Platonic Forms, or shapely prison cells for the human mind? If you squint harder, as you once did some time ago, you will find that however elegantly the ink pirouettes on the canvas, it twirls into the letters of a script. A script with origins perhaps as humble as the last.

You have not yet given up. I wonder whether your ezterab will forever keep you from acknowledging mine.
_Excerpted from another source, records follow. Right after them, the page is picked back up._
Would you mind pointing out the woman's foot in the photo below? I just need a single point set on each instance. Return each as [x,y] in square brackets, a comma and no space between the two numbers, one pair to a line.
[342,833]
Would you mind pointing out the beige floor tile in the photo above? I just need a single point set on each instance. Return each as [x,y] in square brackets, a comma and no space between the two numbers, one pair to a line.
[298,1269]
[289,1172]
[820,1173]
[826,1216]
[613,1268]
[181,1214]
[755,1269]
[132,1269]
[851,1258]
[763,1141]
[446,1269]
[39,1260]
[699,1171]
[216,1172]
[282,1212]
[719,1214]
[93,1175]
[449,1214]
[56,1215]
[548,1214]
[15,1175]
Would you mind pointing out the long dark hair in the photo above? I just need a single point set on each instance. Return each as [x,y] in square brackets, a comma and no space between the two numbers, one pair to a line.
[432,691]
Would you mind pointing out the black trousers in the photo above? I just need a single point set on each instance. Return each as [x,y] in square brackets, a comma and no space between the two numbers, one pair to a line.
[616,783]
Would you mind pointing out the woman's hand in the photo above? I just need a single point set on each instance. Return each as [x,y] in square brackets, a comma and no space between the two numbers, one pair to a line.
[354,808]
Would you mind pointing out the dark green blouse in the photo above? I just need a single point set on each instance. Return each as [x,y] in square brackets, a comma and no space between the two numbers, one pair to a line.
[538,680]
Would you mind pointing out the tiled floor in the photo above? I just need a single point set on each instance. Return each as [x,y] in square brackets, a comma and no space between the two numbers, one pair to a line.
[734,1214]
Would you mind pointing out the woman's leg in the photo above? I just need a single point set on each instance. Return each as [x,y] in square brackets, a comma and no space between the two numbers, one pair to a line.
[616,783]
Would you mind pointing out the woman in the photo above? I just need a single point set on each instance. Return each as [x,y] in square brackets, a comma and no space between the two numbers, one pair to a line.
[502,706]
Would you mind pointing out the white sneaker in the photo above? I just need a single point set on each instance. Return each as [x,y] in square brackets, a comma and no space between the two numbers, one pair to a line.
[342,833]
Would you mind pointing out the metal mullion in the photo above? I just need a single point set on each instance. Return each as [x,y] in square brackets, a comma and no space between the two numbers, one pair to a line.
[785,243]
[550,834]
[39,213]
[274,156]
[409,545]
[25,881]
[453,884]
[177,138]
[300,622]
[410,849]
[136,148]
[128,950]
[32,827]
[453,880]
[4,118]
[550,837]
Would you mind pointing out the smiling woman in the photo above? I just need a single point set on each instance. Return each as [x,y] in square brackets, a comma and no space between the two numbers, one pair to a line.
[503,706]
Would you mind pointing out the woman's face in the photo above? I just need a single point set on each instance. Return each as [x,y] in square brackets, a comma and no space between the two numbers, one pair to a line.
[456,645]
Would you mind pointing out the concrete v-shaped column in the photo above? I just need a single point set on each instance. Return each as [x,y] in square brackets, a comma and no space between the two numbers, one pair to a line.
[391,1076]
But don’t take me too seriously; you’re still a child, and if I’m right, I’m only as old as you are. Who am I to tell you who I am? Keep agitating the void; maybe the canvas will brighten enough that it suddenly starts to shimmer, revealing a starscape hidden beneath the paint.

If you find it, you must tell me who I am.


Author's note on the inspiration for this piece: Zenderoudi's Ezterab – abstract black lines on a mysteriously shaded canvas – captivated me as soon as I stumbled upon it. From a distance, the pattern and colors reminded me of the night sky, or a galaxy. As I got closer, order emerged from its chaotic tangle of curves, as I realized it was all Arabic calligraphy. A human-invented script had assumed heavenly beauty. This made me wonder how much of the order and beauty we find in the universe – from the mythic to the mathematical – is not inherent in nature itself, but a construct of the human mind, imposed by our perceptual and cognitive structures. How much can we really know about fundamental reality, and how much of it will forever remain our own creation?